BALI TRIBUNE - Komite II DPD RI yang dipimpin  I Kadek Arimbawa, Senin (15/10) kemarin melakukan kunjungan advokasi di Pemkab Bangli. Advokasi  yang fokus pembahasannya menyangkut  rencana  revitalisasi Danau Batur dan relokasi korban longsor di Dusun Bantas, Desa Songan itu  diterima Wakil Bupati Bangli Sang Nyoman Sedana Arta..
 
Didampingi Sekda Bangli IB Gede Giri Putra, Wabup Sedana Arta disela-sela kegiatan itu menyampaikan, untuk relokasi korna tanah longsor di Dusun Bantas masih terganjal proses tukar guling lahan. 
 
Ia menyebutkan lahan yang akan dijadikan lokasi relokasi merupakan kawasan hutan. Disisi lain, untuk korban longsor di Dusun Yeh Mampeh, Desa Batur sudah direlokasi. 
 
“Kalau warga di Dusun Mampeh dari warga yang menyiapkan lahan, pemerintah mensuport untuk bangunan rumahnya,” ujarnya seraya mengatakan jika rumah tersebut sudah diserah terimakan belum lama ini.
 
Terkait rencana revitalisasi Danau Batur, Wabup Sedana Arta berharap hal itu segera terwujud, terlebih Danau Batur masuk dalam 15 danau di Indonesia yang menjadi prioritas pemulihan. 

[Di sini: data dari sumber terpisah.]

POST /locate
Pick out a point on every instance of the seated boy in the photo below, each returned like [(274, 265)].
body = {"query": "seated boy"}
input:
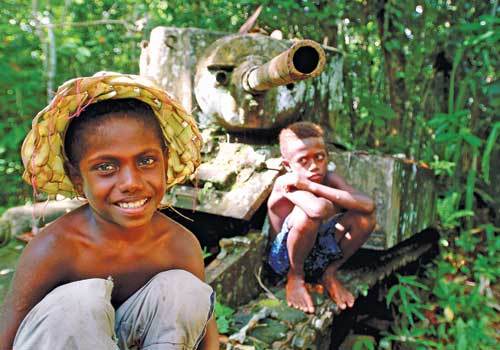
[(318, 221), (114, 273)]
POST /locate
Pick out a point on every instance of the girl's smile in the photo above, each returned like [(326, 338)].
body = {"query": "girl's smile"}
[(122, 171)]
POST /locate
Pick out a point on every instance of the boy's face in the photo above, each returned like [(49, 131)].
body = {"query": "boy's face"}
[(306, 157), (122, 171)]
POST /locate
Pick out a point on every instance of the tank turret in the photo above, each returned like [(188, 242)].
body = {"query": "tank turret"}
[(253, 82)]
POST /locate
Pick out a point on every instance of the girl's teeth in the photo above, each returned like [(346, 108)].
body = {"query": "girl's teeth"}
[(132, 205)]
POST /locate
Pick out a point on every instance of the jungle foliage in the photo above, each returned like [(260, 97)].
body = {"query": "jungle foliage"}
[(420, 79)]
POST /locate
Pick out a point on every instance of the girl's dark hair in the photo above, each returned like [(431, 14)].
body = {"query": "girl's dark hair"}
[(96, 114)]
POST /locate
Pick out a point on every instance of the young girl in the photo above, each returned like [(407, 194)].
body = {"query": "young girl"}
[(114, 273)]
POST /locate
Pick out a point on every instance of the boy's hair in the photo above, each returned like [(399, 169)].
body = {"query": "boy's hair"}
[(299, 130), (97, 114)]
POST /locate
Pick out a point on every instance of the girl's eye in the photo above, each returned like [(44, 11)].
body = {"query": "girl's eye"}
[(146, 161), (105, 167), (320, 156)]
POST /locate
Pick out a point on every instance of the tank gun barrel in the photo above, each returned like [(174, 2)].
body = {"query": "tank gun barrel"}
[(304, 60)]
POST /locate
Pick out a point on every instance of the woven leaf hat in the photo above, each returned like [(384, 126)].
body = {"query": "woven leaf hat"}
[(43, 148)]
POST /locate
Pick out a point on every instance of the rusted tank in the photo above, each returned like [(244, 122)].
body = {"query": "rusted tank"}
[(243, 89), (253, 82)]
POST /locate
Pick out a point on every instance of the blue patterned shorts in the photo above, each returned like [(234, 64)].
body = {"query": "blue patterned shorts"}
[(324, 252)]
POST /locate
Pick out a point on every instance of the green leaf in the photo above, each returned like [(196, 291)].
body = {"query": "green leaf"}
[(490, 143)]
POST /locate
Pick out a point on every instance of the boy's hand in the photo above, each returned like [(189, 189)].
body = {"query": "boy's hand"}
[(292, 182)]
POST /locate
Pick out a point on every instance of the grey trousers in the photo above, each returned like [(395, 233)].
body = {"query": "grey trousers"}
[(169, 312)]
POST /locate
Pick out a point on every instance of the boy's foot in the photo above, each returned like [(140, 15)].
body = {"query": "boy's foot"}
[(297, 295), (339, 294)]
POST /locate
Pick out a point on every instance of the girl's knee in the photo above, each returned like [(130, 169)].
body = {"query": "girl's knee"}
[(183, 305)]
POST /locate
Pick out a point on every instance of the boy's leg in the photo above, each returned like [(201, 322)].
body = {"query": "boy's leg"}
[(301, 239), (74, 316), (170, 312), (359, 226)]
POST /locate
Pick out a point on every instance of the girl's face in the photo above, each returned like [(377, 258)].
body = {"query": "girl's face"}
[(122, 172)]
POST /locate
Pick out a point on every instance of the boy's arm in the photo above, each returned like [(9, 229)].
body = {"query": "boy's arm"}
[(286, 194), (340, 193), (41, 268)]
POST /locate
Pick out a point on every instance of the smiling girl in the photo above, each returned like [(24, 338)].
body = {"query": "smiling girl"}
[(115, 273)]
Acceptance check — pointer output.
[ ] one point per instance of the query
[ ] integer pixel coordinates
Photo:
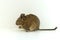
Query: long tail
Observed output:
(47, 29)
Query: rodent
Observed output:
(29, 22)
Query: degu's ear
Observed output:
(22, 15)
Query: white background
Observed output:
(48, 12)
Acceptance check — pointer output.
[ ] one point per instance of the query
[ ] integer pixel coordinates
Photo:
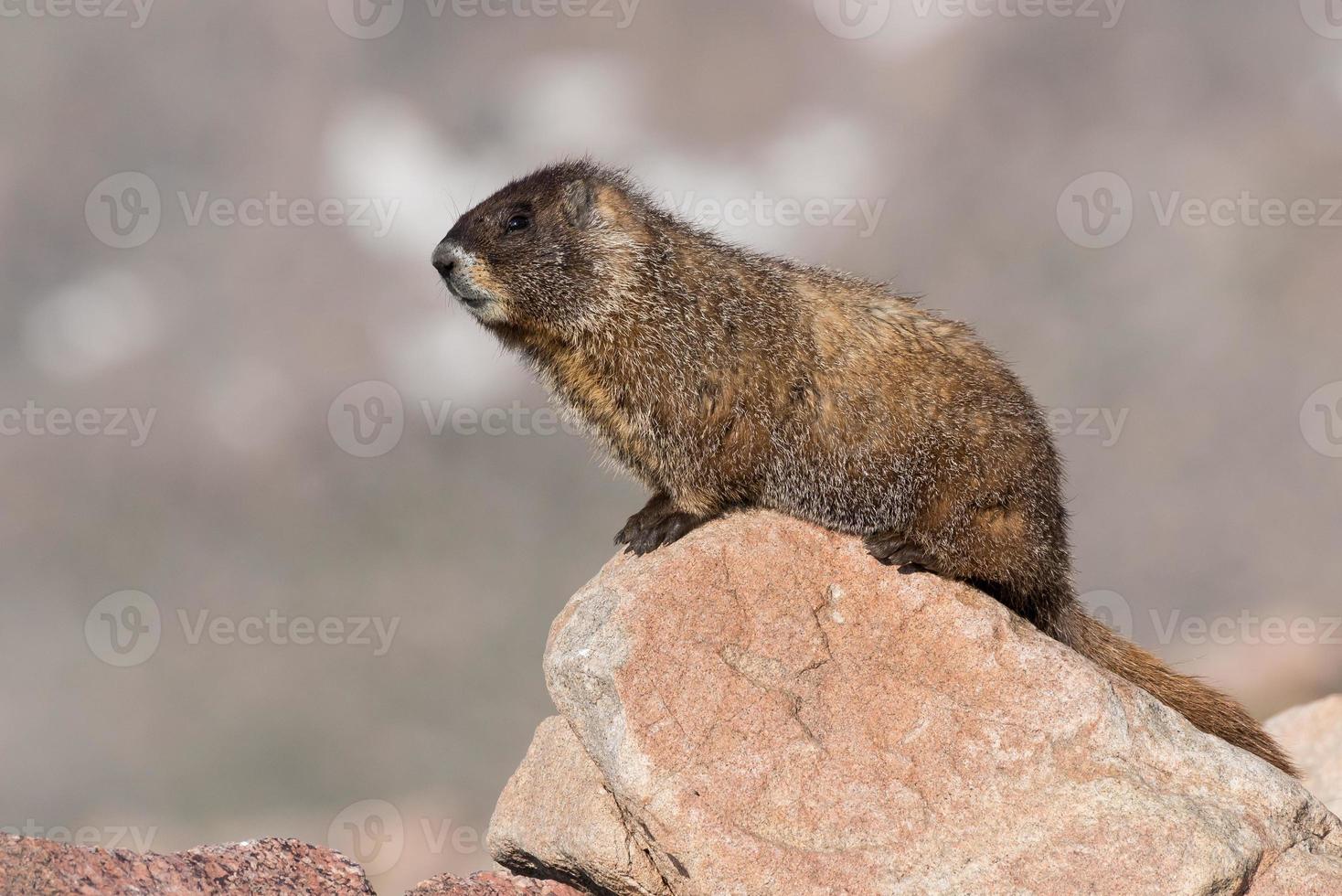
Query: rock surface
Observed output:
(34, 867)
(492, 883)
(258, 868)
(768, 709)
(1313, 735)
(557, 780)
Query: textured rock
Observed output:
(1313, 735)
(556, 781)
(257, 868)
(492, 883)
(773, 711)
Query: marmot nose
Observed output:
(446, 256)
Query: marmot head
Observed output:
(544, 254)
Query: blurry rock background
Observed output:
(1195, 368)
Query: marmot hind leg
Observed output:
(892, 549)
(660, 522)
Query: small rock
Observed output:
(1313, 735)
(260, 868)
(492, 883)
(556, 781)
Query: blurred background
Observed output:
(282, 530)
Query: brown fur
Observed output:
(725, 379)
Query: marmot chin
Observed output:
(726, 379)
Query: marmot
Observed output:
(725, 379)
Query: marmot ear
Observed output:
(580, 203)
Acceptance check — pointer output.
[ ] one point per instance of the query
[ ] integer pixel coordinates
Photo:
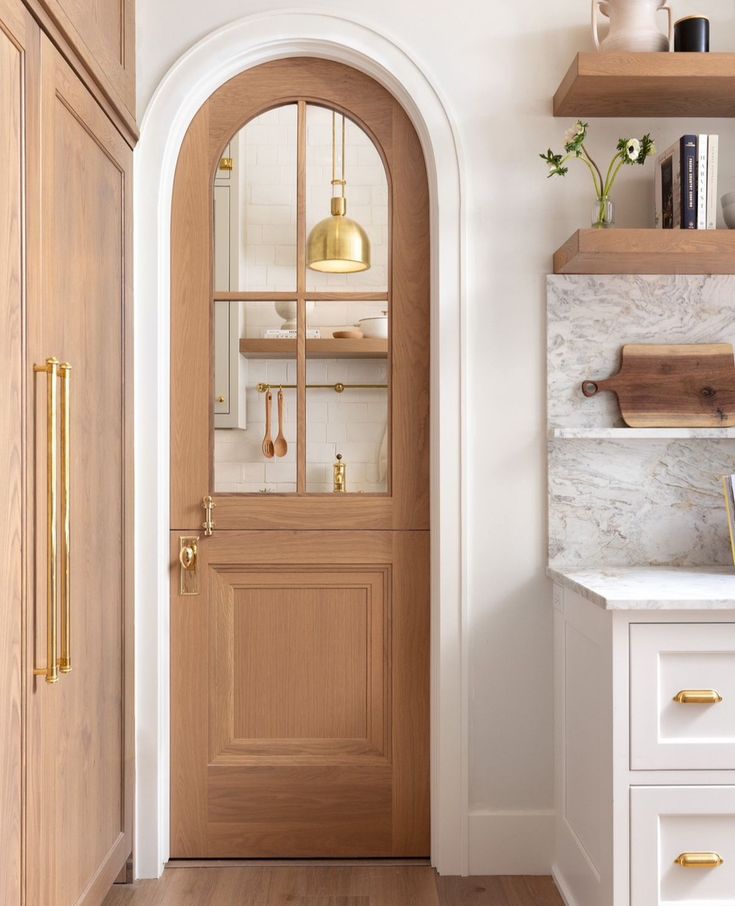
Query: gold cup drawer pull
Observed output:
(698, 697)
(51, 370)
(699, 860)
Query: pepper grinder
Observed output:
(340, 475)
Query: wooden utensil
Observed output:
(280, 446)
(268, 450)
(688, 386)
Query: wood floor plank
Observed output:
(501, 890)
(356, 885)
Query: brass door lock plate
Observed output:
(189, 565)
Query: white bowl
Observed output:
(728, 209)
(374, 328)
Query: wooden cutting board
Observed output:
(690, 386)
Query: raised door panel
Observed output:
(102, 32)
(682, 696)
(18, 53)
(300, 723)
(80, 737)
(691, 824)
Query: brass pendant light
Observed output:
(338, 245)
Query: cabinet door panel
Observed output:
(18, 53)
(668, 734)
(102, 32)
(670, 822)
(80, 734)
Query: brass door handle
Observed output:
(698, 697)
(699, 860)
(51, 370)
(188, 555)
(65, 659)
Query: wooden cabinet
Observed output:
(98, 37)
(66, 747)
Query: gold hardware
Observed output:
(699, 860)
(340, 475)
(338, 388)
(51, 369)
(698, 697)
(208, 524)
(188, 560)
(65, 659)
(188, 553)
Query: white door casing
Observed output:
(190, 81)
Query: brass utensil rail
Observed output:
(338, 387)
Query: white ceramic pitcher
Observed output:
(633, 26)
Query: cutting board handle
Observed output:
(591, 388)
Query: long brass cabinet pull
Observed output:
(698, 697)
(55, 370)
(65, 659)
(699, 860)
(51, 369)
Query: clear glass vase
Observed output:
(603, 213)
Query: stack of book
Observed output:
(686, 184)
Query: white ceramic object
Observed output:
(287, 311)
(633, 26)
(728, 209)
(374, 328)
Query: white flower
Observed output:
(573, 133)
(633, 148)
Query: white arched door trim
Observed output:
(191, 80)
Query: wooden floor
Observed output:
(364, 885)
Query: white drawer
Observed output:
(668, 822)
(669, 658)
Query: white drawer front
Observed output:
(669, 822)
(666, 659)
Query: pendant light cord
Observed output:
(335, 181)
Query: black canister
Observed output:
(691, 35)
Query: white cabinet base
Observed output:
(617, 825)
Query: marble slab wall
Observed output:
(631, 501)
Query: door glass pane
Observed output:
(255, 237)
(366, 193)
(353, 423)
(241, 465)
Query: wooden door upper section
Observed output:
(99, 34)
(300, 81)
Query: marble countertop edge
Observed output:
(651, 587)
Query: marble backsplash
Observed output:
(631, 501)
(589, 319)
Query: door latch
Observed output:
(189, 564)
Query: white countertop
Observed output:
(652, 587)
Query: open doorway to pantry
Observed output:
(300, 625)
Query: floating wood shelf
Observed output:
(647, 252)
(642, 433)
(648, 84)
(315, 349)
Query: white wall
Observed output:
(496, 67)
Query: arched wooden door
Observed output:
(300, 632)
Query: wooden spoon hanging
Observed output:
(268, 450)
(280, 447)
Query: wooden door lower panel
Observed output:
(300, 719)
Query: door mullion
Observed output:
(301, 301)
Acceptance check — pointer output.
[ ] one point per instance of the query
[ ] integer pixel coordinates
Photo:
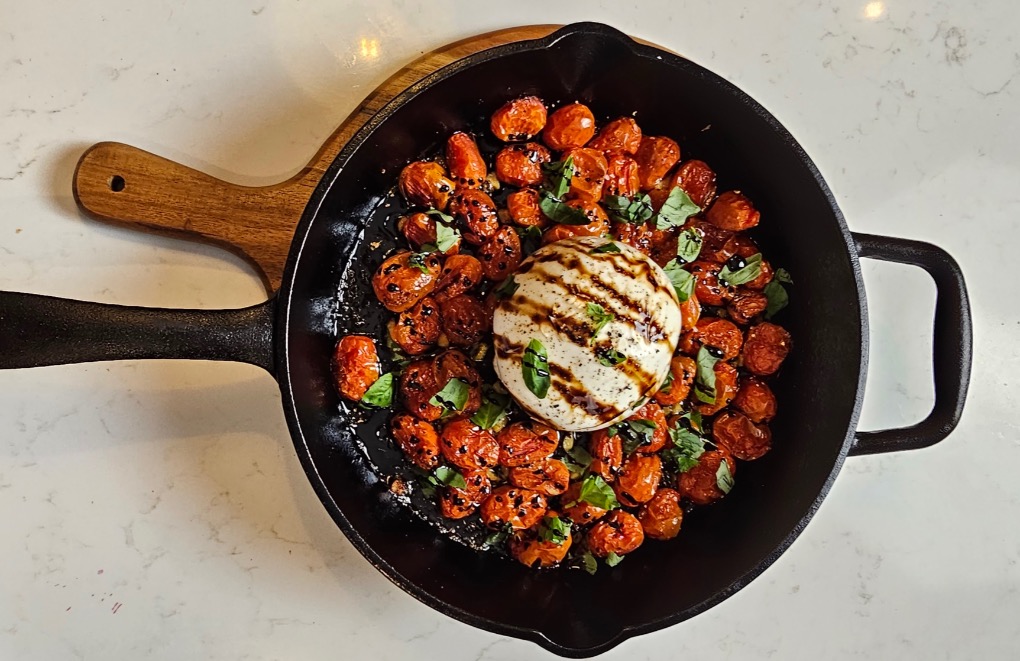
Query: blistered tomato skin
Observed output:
(732, 211)
(521, 164)
(520, 508)
(356, 365)
(661, 517)
(765, 348)
(622, 135)
(501, 254)
(519, 119)
(467, 446)
(700, 485)
(415, 331)
(405, 278)
(571, 125)
(620, 532)
(418, 440)
(467, 167)
(425, 184)
(656, 157)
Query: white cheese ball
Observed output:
(556, 286)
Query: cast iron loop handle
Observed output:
(953, 345)
(38, 331)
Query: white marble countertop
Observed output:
(156, 510)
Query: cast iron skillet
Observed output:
(722, 547)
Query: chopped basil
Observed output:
(752, 269)
(599, 318)
(536, 368)
(379, 393)
(450, 477)
(612, 559)
(705, 378)
(559, 211)
(595, 491)
(606, 247)
(723, 477)
(689, 246)
(675, 210)
(683, 282)
(453, 396)
(632, 210)
(555, 529)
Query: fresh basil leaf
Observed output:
(752, 269)
(595, 491)
(507, 289)
(723, 477)
(559, 211)
(606, 247)
(683, 282)
(450, 477)
(689, 246)
(379, 394)
(612, 559)
(494, 408)
(675, 210)
(555, 529)
(705, 378)
(536, 368)
(453, 396)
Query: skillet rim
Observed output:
(286, 299)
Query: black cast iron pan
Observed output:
(325, 286)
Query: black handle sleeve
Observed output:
(38, 331)
(953, 347)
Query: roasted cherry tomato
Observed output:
(521, 164)
(621, 135)
(589, 171)
(732, 211)
(744, 439)
(457, 503)
(639, 478)
(528, 549)
(465, 445)
(661, 516)
(620, 532)
(460, 274)
(700, 485)
(500, 255)
(756, 400)
(425, 184)
(607, 454)
(765, 348)
(355, 365)
(715, 333)
(725, 389)
(467, 167)
(571, 125)
(417, 386)
(549, 476)
(622, 176)
(682, 370)
(524, 209)
(656, 156)
(475, 210)
(519, 119)
(521, 445)
(418, 441)
(520, 508)
(405, 278)
(415, 331)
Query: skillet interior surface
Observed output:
(721, 547)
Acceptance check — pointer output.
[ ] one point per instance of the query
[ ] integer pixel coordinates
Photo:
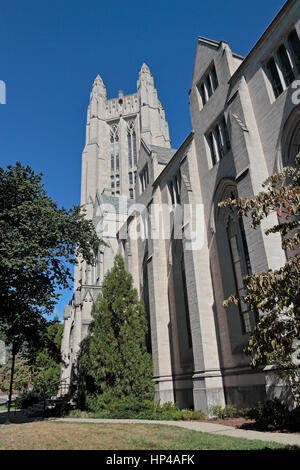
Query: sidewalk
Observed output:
(281, 438)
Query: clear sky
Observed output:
(51, 51)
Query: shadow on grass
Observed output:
(18, 417)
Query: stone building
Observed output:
(158, 207)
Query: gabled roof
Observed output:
(164, 155)
(120, 203)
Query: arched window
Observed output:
(114, 148)
(241, 266)
(131, 143)
(232, 265)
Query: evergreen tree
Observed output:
(275, 294)
(113, 361)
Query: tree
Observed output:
(113, 362)
(38, 242)
(45, 369)
(276, 293)
(22, 375)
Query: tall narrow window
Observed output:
(186, 302)
(240, 270)
(117, 153)
(225, 134)
(112, 153)
(210, 141)
(131, 144)
(294, 44)
(286, 67)
(274, 77)
(134, 148)
(114, 148)
(208, 86)
(201, 90)
(129, 150)
(214, 77)
(219, 141)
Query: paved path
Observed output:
(281, 438)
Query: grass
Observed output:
(45, 435)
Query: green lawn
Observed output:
(45, 435)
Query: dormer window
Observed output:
(284, 63)
(294, 44)
(218, 141)
(144, 177)
(208, 85)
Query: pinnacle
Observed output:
(145, 68)
(98, 81)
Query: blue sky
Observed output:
(51, 51)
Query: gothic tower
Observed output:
(114, 131)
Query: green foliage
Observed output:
(38, 241)
(229, 411)
(134, 408)
(22, 375)
(26, 399)
(273, 415)
(46, 366)
(113, 362)
(275, 294)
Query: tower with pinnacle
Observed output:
(114, 130)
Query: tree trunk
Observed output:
(11, 381)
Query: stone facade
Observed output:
(189, 254)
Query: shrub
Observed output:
(273, 415)
(132, 407)
(27, 399)
(229, 411)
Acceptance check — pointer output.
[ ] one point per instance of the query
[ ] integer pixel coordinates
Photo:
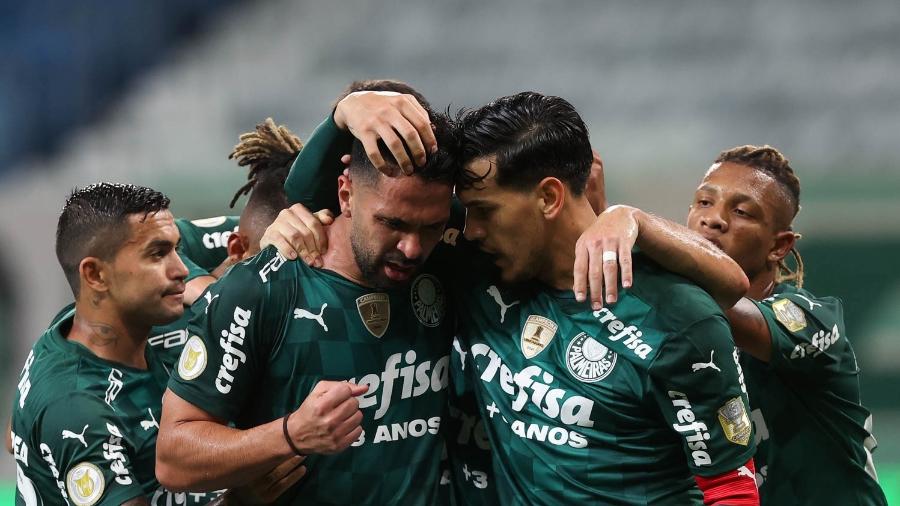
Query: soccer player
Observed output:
(620, 405)
(277, 335)
(84, 414)
(814, 436)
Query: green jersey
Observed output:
(84, 428)
(204, 243)
(273, 329)
(617, 406)
(468, 471)
(807, 407)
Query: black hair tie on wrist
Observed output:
(287, 437)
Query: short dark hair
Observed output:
(770, 161)
(440, 167)
(94, 223)
(382, 85)
(533, 136)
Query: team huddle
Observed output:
(418, 309)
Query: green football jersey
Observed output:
(814, 437)
(617, 406)
(469, 473)
(273, 329)
(84, 428)
(204, 243)
(613, 418)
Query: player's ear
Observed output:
(237, 246)
(94, 274)
(551, 194)
(784, 241)
(345, 193)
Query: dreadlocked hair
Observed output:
(770, 161)
(269, 151)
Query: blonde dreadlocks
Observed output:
(270, 149)
(770, 161)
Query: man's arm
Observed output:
(609, 241)
(370, 117)
(699, 390)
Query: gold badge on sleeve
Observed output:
(735, 421)
(537, 334)
(375, 312)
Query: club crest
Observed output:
(85, 484)
(375, 312)
(427, 299)
(537, 334)
(588, 360)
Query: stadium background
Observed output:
(156, 93)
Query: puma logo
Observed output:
(149, 424)
(67, 434)
(302, 313)
(704, 365)
(495, 294)
(812, 304)
(462, 353)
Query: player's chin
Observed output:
(169, 311)
(398, 274)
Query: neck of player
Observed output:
(762, 284)
(574, 218)
(109, 335)
(339, 256)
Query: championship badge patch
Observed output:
(588, 360)
(193, 359)
(735, 421)
(537, 334)
(789, 314)
(85, 484)
(375, 312)
(427, 299)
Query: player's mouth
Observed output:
(399, 272)
(715, 241)
(176, 293)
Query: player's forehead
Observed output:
(153, 227)
(411, 200)
(733, 180)
(485, 190)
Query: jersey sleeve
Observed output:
(312, 180)
(699, 389)
(91, 450)
(808, 335)
(231, 339)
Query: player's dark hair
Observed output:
(94, 223)
(770, 161)
(269, 151)
(382, 85)
(440, 167)
(532, 136)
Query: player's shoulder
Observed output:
(52, 375)
(675, 302)
(207, 225)
(799, 310)
(265, 268)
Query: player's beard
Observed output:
(371, 264)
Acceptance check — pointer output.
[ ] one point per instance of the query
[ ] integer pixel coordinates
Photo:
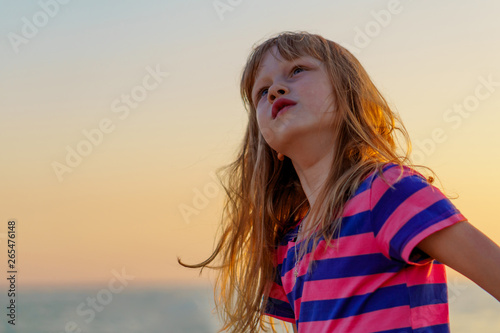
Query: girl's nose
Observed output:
(275, 91)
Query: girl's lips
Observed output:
(283, 110)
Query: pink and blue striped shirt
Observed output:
(374, 279)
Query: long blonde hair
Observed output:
(264, 195)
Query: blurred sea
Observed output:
(179, 310)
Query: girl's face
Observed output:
(294, 102)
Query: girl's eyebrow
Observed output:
(293, 62)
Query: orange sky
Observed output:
(154, 153)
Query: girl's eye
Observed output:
(261, 92)
(297, 70)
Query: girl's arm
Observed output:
(468, 251)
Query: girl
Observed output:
(326, 225)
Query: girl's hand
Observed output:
(468, 251)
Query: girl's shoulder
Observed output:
(392, 173)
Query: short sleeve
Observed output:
(277, 305)
(406, 212)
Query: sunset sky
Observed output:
(148, 93)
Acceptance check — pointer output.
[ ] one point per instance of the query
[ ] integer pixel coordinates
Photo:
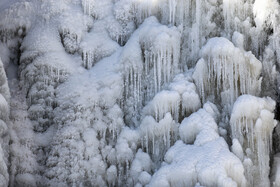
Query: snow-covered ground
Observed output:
(139, 93)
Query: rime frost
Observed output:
(139, 93)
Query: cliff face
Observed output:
(139, 92)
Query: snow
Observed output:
(139, 93)
(223, 65)
(253, 127)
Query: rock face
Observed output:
(139, 93)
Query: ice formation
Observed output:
(187, 165)
(139, 93)
(231, 70)
(252, 127)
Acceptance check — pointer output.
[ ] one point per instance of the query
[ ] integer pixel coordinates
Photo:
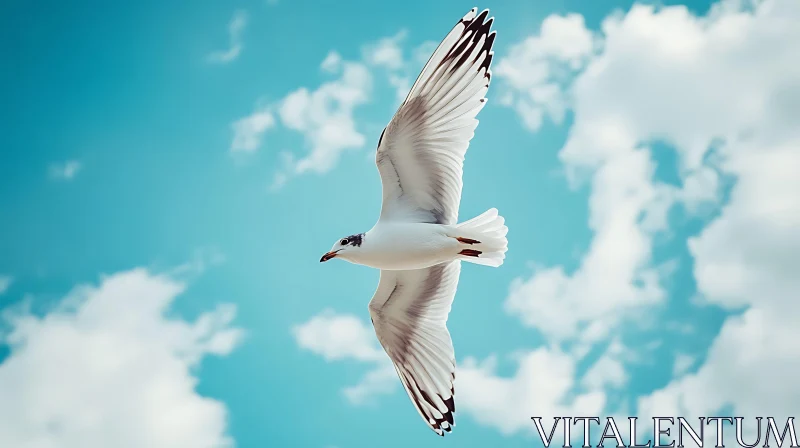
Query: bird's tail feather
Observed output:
(482, 239)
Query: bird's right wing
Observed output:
(421, 152)
(409, 311)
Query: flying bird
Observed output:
(417, 242)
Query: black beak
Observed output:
(328, 256)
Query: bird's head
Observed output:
(344, 247)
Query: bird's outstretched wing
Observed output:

“Danau Batur sudah mengalami pendangkalan dan pencemaran dan sekarang ini menjadi salah satu prioritas pemulihan,” terangnya. 
 
Lanjutnya, Kabupaten Bangli merupakan daerah penyangga bagi pertumbuhan perekonomian di Bali. Sayangnya, kabupaten ini belum memperoleh kompensasi yang jelas. 
 
Untuk itu diharapkan pula Komite II bisa memfasilitasi hal tersebut. Agar kedepan ada regulasi atau aturan terkait hal tersebut, sehingga Bangli yang selama ini menjadi kawasan konserfasi juga bisa menikmati hasilnya. 
 
“Kompensasi dalam bentuk anggaran untuk melestarikan sumber daya alam, atau lainya, yang jelas masuk APBD. Dengan pemimpin Bali yang baru ini tentunya bisa menjadi one island one management,” imbuhnya.
 
Menyikapi hal tersebut, Wakil Ketua Komite II DPD RI I Kadek Arimbawa mengatakan advokasi kali ini merupakan advokasi yang kedua di Bangli. Terkait persoalan relokasi korban longsor maupun revitalisasi Danau Batur, Ia menyatakan pihaknya akan terus mengawal kepentingan dimaksud.
 
 “Kunjungan sebelumnya langsung kami tindak lanjuti dengan memfasilitasi Pemkab dengan Kementerian Kehutanan dan Lingkungan Hidup. Kami rencanakan dalam waktu dekat akan ada pertemuan lanjutan,” jelasnya.
 
Ditambahkan, hasil pertemuan kali ini akan disampaikan pada sidang paripurna, sehingga apa yang menjadi harapan Pemerintah, warga Bangli bisa terakomodir. 
 
“Relokasi membutuhkan waktu yang cukup lama, karena proses tukar guling tidak mudah,” tutupnya.